L'album est dans la continuité direct de « All Our Gods Have Abandoned Us ». Noirceur et puissance, le tout avec une majesté toute britannique. "Death Is Not Defeat", ou comment s’extraire avec douleur de la léthargie du deuil. La batterie de Dan Searle roule tels les brisants lors d'une tempête. La voix de Sam Carter, si caractéristique, même si elle ne cherche pas le growl d'un groupe de thrash, pousse toujours plus loin dans l'exorcisme des sentiments. Et cette voix mes amis est de toute beauté.
« Some Things Are Broken Beyond Repair » clame le frontman dans l'exceptionnel "Hereafter", aux riffs qui surfent par-dessus des breaks aux silences paradoxalement si lourds. Nous sommes toujours dans l'image d'un ouragan implacable. Une douloureuse beauté ? Cela résume bien l'album. Il s'agit bien d'un concept album. Il serait idiot de décortiquer chaque titre, alors qu'il se dégage de leur succession une cohérence.

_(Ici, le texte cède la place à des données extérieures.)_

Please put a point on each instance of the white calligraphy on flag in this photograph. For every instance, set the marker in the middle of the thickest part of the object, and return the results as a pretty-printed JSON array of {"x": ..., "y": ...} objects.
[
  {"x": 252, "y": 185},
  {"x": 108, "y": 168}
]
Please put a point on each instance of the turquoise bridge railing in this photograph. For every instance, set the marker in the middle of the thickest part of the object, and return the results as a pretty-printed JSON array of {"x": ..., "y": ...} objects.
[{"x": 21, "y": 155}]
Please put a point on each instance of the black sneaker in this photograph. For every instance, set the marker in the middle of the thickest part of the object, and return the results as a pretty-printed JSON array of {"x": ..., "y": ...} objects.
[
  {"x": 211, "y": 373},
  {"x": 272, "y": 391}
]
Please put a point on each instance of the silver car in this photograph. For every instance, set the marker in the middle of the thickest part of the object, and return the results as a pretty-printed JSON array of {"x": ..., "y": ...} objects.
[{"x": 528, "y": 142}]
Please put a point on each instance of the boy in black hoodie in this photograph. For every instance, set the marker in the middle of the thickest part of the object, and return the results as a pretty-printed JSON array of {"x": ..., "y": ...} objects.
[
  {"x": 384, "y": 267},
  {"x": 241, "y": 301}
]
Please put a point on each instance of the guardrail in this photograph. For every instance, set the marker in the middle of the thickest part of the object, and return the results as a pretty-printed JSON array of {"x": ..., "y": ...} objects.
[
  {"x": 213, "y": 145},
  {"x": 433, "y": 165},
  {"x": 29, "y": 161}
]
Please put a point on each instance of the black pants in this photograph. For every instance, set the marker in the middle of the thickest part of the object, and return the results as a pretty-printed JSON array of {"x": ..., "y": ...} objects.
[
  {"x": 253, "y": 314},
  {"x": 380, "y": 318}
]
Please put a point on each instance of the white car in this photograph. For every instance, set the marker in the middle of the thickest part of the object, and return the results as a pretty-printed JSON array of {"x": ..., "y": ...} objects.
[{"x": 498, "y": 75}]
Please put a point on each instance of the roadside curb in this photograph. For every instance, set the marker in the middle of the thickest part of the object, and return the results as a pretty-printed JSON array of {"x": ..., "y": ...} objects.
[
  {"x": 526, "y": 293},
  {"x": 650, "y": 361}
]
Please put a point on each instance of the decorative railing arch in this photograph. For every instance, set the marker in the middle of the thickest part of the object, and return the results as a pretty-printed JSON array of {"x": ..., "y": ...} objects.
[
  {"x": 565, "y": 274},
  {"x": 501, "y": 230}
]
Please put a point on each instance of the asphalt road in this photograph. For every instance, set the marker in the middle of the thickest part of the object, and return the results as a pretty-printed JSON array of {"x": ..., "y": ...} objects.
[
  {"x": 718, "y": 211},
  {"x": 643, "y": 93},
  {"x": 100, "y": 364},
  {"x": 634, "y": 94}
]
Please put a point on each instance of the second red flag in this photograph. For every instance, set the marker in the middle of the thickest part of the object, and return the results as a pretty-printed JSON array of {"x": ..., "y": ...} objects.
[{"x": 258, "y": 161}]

J'ai parlé d'ouragan, avec ces riffs hypnotisants, ces rouleaux de basses pareils à une mer déchaînée. Les membres survivants d’ARCHITECTS découvrent qu'ils sont "Mortal After All", qu'ils se cherchent dans cet enfer sacralisé. Une Tempête Shakespearienne relue et corrigée ? En quelque sorte.
« There Is A Holy Hell Where We Can Save Oursalves ».
Encore une fois le metalcore m'évoque un moyen extrême d'expression. Celui d'une jeunesse à vif, qui doit lutter pour survivre. Autant comme génération que comme genre musical. cette génération a conscience de sa "Damnation", de sa fragilité. Les yeux, et le scream, grand ouverts ces jeunes gens choisissent de devenir des "Royal Beggars". Dualité éternelle, riches et pauvres, faibles et puissants. Violence des riffs contre breaks contemplatifs, une "Modern Misery" hurle Sam l’ange brisé. De la majesté toujours et encore.
ARCHITECTS sont des bâtisseurs. Chaque titre contient sa cohérence avec les autres, tout en déclinant en nuances variées le thème de l'exorcisme de la souffrance au travers de riffs et refrains hypnotiques. Et quelle complémentarité que cet agencement de rythmiques, de cris, des sons griffés et griffants.
Laissez se dérouler « Holly Hell » au travers de tout votre être. La tempête ne devrait pas vous laisser indifférents. Vous allez voyager et vibrer. Un voyage au pays des sens. Un voyage qui s’achève sur "Doomsday" et "A Wasted Hymn", morceaux d’une ampleur symphonique. Chaque instrument occupe une place primordiale. Sam y explore encore de nombreux registres avec une insolente maîtrise.
ARCHITECTS. La beauté de la douleur.